This is the true story of how Kush (parts of modern Sudan and Ethiopia) founded a dynasty of black Pharaohs. This astonishing civilization south of Egypt developed its own distinctive pyramid and culture and overcame both Egypt and Rome. Ancient propaganda claimed victory over the barbarians of Kush, but the truth cannot be hidden forever!
The Lords of Kush is part of the Quick Read non-fiction series “Ancient Egyptian Mysteries” that engages readers of all ages. Travel to ancient Egypt and explore the facts and mysteries of how the Great Pyramid of Khufu was built, how the pharaohs of Kush took over Egypt, the religious revolution of the pharaoh Akhenaton, the process of preparing mummies, and how the Rosetta Stone unlocked the meaning of hieroglyphics.
A great into to the history of the Nubian kingdom that the Egyptians knew as Kush. There are not many resources out there for someone interested in Kush, or African civilizations/history in general. Certainly not in audio format. Most of what you do find will offer history only as "context" and instead focus on anthropological, archeological, or sociological perspectives. It's also hard to find a good balance between the afro-centric views on one extreme side of the spectrum and the Egypto-centrists on the other extreme side.
I was overall happy with this as an overview. It's fairly short, lacks detail, and is obviously written for a high school level audience, but it has a good scope and packs a lot of good information in.

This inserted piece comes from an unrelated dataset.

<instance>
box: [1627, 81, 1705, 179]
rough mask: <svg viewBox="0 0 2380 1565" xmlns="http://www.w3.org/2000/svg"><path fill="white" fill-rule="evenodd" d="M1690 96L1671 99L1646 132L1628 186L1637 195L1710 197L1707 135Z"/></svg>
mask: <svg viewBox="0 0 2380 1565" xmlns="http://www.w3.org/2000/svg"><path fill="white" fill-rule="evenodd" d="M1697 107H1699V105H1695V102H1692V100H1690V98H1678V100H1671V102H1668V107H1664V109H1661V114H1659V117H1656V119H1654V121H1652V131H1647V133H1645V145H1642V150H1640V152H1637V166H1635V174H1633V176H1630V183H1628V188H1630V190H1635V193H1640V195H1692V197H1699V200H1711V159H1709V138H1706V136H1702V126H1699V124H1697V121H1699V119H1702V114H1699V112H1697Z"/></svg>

The biggest flaw is the writing. As I mentioned, it sounds like it was written for a younger audience. Highschool... maybe earlier, going by some of the vocab choices and the style of prose. For example, instead of the word "allies", the word "friends" is used throughout the book. Sentences are short and simple to the point of coming off as unsophisticated. It's fine; I just assume the book was written to be more accessible to lower grade levels.
Would love to see some higher level, more detailed works on African history (Kush and Axum in particular, but also Mali and Songhai and others) on Audible. Africa's place in ancient history is important, widely underrepresented, and poorly understood by the general population.